By J.F. McKenna
As the sage says, “the hardest ship to float is a partnership.” And what of the good ship Entrepreneur?
Is it reasonable to assume the hardest ship to launch is an entrepreneurship? It appears to be so. And the recent kerfuffle surrounding the economic-development group JumpStart lends credence to this aphorism.
Plain Dealer reporter Michelle Jarboe recently crafted a detailed feature story headlined “JumpStart facing heavy criticism.” The article focused on Cleveland entrepreneurs’ complaint that six-year-old JumpStart “spends more money serving businesses than creating them.” Jarboe reported that JumpStart had funded 53 companies. “Of those,” she wrote, “one has been acquired by another company; a second repaid JumpStart’s investment. Four have failed. Out of the remaining 47 companies, JumpStart says 66 percent are living up to expectations.”
Now, factor in the “equivalent of” 471 full-time jobs created to date and the non-profit, grant-funded JumpStart’s overall $52.3 million spending. The ROI—even with the most intense squinting through a green eyeshade—is poor when compared against private-industry standards.
Which prompts yet other, even more critical, questions: Does entrepreneurship, by its very nature, really lend itself to extra-market stimuli? However well intentioned, are JumpStart’s efforts akin to altering the very DNA that makes entrepreneurship exactly what it is?
The late Peter Drucker, who retains the undisputed title of “the father of modern management,” would probably argue against entrepreneurial interventions a la JumpStart. “‘Planning’ as the term is commonly understood is actually incompatible with an entrepreneurial society and economy,” he said. “Innovation does indeed need to be purposeful and entrepreneurship has to be managed. But innovation, almost by definition, has to be decentralized, ad hoc, autonomous, specific and microeconomic.”
In short, the good ship Entrepreneur needs to launch itself onto the free-market waters and find out if it will float or sink. Artificial ballast, such as non-market investment, will keep the craft seaworthy only so long.
Back when I was covering business issues for Northern Ohio Live magazine, I talked to a lot of champions of entrepreneurship. Many of them told me that business adventurers need to have lofty dreams matched with hard thinking. And hard thinking must precede seeking out assistance, be it guidance on business plans or non-profit investment dollars.
Phil Bessler, a veteran of industry and a Baldwin-Wallace business professor, shared his thoughts with me six summers ago.

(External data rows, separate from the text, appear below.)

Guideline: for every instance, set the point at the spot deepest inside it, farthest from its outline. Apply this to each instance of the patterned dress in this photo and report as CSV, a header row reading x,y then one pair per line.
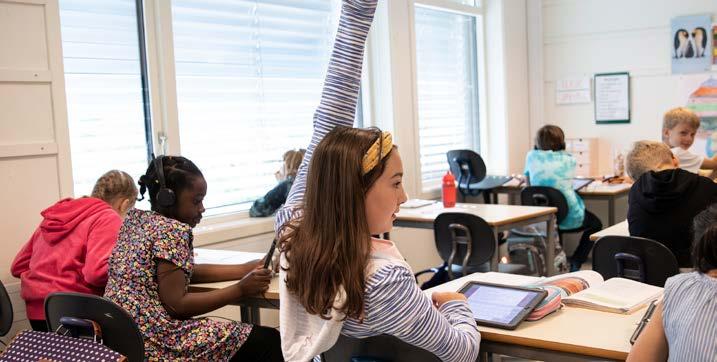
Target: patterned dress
x,y
145,237
556,169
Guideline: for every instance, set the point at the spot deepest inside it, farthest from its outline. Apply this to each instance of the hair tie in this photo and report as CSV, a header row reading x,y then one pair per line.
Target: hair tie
x,y
378,150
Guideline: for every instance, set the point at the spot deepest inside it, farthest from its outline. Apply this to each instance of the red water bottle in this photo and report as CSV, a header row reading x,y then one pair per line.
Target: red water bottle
x,y
449,190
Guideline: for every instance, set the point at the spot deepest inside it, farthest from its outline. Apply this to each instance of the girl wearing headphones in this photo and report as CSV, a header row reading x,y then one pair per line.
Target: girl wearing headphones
x,y
152,265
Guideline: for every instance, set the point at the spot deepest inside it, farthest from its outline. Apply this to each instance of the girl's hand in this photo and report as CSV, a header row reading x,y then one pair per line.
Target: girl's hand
x,y
442,297
255,283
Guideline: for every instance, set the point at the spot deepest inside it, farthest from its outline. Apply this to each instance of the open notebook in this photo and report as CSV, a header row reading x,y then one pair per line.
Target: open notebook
x,y
587,289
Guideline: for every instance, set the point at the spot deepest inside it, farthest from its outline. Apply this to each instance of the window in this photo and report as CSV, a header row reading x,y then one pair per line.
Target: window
x,y
249,76
103,81
447,88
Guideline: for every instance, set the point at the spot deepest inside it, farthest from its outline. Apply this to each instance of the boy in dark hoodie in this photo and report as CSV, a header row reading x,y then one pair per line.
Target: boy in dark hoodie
x,y
664,199
68,252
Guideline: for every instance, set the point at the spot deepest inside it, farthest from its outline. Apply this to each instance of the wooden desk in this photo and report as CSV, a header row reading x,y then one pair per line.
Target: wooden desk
x,y
499,217
593,191
249,306
567,334
619,229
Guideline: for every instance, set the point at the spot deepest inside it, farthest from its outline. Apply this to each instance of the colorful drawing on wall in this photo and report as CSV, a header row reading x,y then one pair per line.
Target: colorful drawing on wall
x,y
703,101
691,45
714,44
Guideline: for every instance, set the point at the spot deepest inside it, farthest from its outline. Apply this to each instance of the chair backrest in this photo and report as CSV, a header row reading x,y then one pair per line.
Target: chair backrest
x,y
378,348
464,239
5,311
635,258
467,167
119,332
545,196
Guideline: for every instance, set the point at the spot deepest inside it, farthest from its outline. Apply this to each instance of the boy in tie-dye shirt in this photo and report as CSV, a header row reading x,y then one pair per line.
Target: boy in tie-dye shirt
x,y
550,165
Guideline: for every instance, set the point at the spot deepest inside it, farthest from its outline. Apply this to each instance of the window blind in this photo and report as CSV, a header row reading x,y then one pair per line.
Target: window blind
x,y
447,89
249,76
104,90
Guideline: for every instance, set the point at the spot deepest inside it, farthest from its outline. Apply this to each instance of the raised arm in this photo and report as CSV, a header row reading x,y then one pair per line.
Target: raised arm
x,y
340,93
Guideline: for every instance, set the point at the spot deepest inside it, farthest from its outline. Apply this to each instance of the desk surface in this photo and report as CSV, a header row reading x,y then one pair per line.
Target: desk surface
x,y
600,189
619,229
494,215
595,188
272,294
216,256
573,330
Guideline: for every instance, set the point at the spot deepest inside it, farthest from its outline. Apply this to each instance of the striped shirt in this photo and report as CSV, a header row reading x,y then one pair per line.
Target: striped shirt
x,y
393,302
690,317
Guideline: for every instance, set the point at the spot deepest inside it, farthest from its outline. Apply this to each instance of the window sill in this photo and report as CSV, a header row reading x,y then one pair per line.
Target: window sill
x,y
227,230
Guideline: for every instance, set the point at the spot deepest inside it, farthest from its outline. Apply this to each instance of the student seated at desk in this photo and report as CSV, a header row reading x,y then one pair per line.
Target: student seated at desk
x,y
664,198
272,201
153,263
68,252
550,165
334,277
679,126
683,326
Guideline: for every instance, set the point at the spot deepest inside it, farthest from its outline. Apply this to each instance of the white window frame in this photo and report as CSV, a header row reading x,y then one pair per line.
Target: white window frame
x,y
398,77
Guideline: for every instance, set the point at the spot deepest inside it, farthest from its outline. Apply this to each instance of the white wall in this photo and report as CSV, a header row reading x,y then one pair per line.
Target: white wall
x,y
34,147
582,37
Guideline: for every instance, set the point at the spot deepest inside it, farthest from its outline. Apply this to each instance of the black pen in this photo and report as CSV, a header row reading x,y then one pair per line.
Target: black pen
x,y
643,321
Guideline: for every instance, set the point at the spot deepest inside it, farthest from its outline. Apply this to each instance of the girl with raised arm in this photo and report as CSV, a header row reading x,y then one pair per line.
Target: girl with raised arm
x,y
335,278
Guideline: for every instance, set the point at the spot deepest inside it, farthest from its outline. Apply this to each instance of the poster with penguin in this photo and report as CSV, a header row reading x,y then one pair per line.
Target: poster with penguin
x,y
690,43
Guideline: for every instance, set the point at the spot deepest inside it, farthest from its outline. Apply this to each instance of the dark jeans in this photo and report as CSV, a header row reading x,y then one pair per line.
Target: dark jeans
x,y
39,325
263,344
591,224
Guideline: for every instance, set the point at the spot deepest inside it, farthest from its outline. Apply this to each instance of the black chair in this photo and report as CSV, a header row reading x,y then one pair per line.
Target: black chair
x,y
119,332
546,197
6,313
378,348
470,172
631,257
466,243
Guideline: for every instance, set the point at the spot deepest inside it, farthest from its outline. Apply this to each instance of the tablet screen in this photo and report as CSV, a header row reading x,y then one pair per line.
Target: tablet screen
x,y
499,305
579,183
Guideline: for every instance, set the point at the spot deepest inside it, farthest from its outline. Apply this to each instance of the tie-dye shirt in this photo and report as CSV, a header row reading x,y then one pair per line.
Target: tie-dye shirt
x,y
557,169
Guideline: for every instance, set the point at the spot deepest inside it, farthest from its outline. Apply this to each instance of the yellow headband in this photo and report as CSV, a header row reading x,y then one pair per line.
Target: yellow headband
x,y
378,150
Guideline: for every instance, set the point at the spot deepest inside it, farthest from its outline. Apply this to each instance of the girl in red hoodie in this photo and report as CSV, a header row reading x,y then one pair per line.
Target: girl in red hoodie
x,y
68,252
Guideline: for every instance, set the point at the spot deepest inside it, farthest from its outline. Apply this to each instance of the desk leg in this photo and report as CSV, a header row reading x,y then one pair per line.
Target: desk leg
x,y
250,315
550,253
495,260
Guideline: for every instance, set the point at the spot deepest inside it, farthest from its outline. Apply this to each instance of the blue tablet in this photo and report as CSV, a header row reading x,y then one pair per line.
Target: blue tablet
x,y
501,306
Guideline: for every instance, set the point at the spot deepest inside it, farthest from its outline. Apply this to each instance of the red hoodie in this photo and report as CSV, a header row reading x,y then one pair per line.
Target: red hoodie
x,y
68,252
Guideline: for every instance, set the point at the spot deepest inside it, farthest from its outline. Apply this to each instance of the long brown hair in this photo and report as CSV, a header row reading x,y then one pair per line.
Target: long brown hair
x,y
329,246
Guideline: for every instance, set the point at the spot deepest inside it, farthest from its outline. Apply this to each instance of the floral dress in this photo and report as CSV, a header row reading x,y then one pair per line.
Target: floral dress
x,y
145,237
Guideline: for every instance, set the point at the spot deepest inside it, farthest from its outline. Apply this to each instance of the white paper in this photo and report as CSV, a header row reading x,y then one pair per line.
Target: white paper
x,y
572,91
612,101
226,257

Long before an entrepreneur scratches out a business plan, Bessler said, he or she must fashion a feasibility study, “a simple test many entrepreneurs do on the fly.”
”I use this analogy: If you build it, will they come?” Bessler said. “You need to test if there is a viable market for what you want to do. The second test is financial: Is the profitability reasonable? Can you cover your investment? The third question is about resources: about skills, about the individual, about support mechanisms. You go through it quickly, and it’s a go/no-go kind of thing.”
In the marketplace, feasibility is typically weighed against what Warren Buffett calls “skin in the game.” When that skin is not off the entrepreneur’s own back, but rather is a funded transplant, decision-making can get skewed.
Which brings me back to the controversy surrounding JumpStart. Questions about the organization’s executive salaries and brand extensions aside, JumpStart must take a hard look at its own feasibility as a market actor. Do the current returns justify the investments? Is it truly possible to commoditize innovation and entrepreneurship?
Drucker would say no. “Innovative opportunities,” he wrote in Innovation and Entrepreneurship, “do not come with the tempest but with the rustling of the breeze.”
Yet a tempest is what seems to have formed.
Jarboe’s article quoted an e-mail from JumpStart critic Ron Copfer, himself a high-tech entrepreneur, to JumpStart CEO Ray Leach:
“The kind of growth we need to have happen in this region can only be produced organically, Ray, from the ground up, by taking chances, experimenting and risking. Something that JumpStart is clearly not doing!”